Nous sommes tous pourvus a minima, si tout va bien, de cinq sens que nous utilisons en permanence et sans retenue comme si cela allait de soi alors que le 6ème sens, lui, relève d'une mécanique moins évidente. En effet, ce sens-là n'est pas aussi tangible que l'ouïe ou la vue par exemple qui apparaissent de façon évidente via leurs outils respectifs que sont l'oreille et les yeux.

Le 6ème sens, quant à lui, évolue caché puisqu'il ne se matérialise par rien de précis, mais il est prêt toutefois à « bondir » lorsqu'un faisceau de présomptions préalable à son intervention est réuni. En l'occurrence, à la vue du motard, mon 6ème sens ne fit qu'un bond, tous les signaux nécessaires à son apparition s'étant manifestés concomitamment.

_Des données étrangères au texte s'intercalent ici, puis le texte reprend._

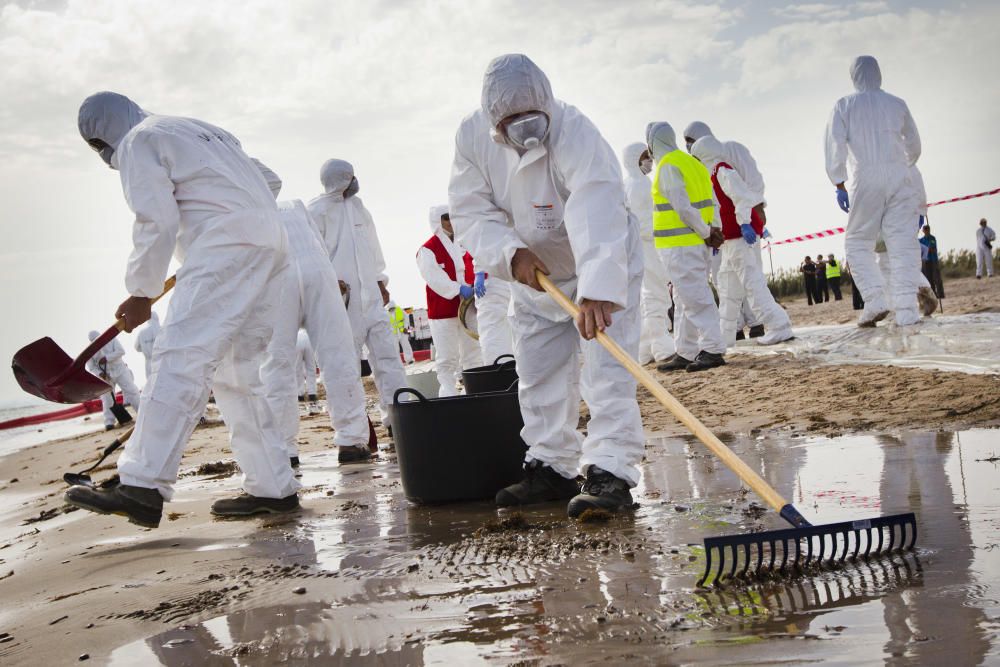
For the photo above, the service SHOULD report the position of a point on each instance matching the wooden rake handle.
(700, 431)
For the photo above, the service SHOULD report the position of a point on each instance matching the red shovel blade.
(41, 370)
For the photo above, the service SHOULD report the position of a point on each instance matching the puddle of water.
(415, 589)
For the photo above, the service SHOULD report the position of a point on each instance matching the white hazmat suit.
(741, 276)
(198, 197)
(145, 340)
(109, 365)
(875, 132)
(454, 349)
(655, 343)
(313, 302)
(348, 232)
(696, 317)
(564, 200)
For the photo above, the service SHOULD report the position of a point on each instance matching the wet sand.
(361, 576)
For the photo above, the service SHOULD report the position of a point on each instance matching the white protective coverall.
(493, 320)
(696, 317)
(564, 200)
(984, 253)
(109, 365)
(145, 340)
(875, 132)
(352, 243)
(741, 276)
(198, 197)
(739, 157)
(454, 349)
(305, 365)
(655, 343)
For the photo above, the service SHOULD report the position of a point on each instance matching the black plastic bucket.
(457, 448)
(497, 377)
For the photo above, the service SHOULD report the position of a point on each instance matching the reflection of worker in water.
(914, 478)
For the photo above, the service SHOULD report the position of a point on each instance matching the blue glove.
(843, 201)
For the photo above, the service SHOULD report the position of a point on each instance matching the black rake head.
(795, 551)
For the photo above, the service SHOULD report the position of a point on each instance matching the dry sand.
(75, 583)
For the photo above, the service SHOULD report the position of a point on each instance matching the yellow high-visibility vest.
(398, 320)
(669, 231)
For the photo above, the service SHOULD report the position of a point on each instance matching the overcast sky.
(384, 85)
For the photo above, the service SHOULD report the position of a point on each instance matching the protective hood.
(514, 84)
(630, 159)
(435, 217)
(697, 130)
(336, 177)
(709, 150)
(661, 139)
(865, 74)
(109, 117)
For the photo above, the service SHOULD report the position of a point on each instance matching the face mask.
(529, 130)
(103, 149)
(352, 189)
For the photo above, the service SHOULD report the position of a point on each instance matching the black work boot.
(141, 506)
(541, 484)
(674, 363)
(247, 505)
(601, 491)
(353, 454)
(704, 361)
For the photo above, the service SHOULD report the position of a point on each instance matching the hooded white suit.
(197, 196)
(454, 350)
(145, 340)
(564, 200)
(741, 276)
(313, 302)
(353, 246)
(655, 343)
(875, 132)
(109, 365)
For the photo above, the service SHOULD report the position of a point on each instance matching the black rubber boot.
(541, 484)
(601, 491)
(704, 361)
(143, 507)
(674, 363)
(247, 505)
(358, 454)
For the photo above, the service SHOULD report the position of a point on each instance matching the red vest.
(438, 307)
(727, 211)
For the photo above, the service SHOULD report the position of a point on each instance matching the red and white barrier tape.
(841, 230)
(979, 194)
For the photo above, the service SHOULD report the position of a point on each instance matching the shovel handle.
(106, 337)
(700, 431)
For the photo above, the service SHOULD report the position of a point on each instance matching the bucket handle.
(407, 390)
(496, 362)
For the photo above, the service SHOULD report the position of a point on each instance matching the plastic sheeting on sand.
(964, 343)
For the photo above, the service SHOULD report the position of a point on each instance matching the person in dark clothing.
(833, 276)
(930, 264)
(822, 289)
(808, 269)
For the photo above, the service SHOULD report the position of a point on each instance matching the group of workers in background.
(534, 189)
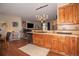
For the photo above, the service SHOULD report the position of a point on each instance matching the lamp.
(42, 18)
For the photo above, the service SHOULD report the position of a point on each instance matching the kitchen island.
(65, 44)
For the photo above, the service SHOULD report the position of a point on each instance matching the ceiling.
(28, 10)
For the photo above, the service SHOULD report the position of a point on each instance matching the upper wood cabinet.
(69, 14)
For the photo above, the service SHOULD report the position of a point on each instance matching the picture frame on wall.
(15, 24)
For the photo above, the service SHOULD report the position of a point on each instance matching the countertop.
(52, 33)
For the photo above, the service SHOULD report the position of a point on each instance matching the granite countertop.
(52, 33)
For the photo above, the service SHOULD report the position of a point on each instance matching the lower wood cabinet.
(57, 43)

Dans le même temps, la conductrice qui suivait ce motard tenta de se refaire une beauté, ce qui n'était pas gagné vu son visage maintes fois refait via la chirurgie esthétique. Cette opération de maquillage délicate et à mon avis voué à l'échec s'effectuait alors que son véhicule était encore en mouvement, lequel alla percuter le tireur au moment où il appuya sur la gâchette. Ceci eut pour résultat de dériver la salve vers un panneau publicitaire vantant les mérites d'une future manifestation contre l'utilisation des armes à feu aux USA. Le motard, subitement ridicule et stupéfait à la fois, disparut alors en faisant hurler son bolide à la mort (c'est toujours ça de pris eu égard à sa mission initiale) tout en abandonnant l'arme du délit sur le sol. C'est ballot !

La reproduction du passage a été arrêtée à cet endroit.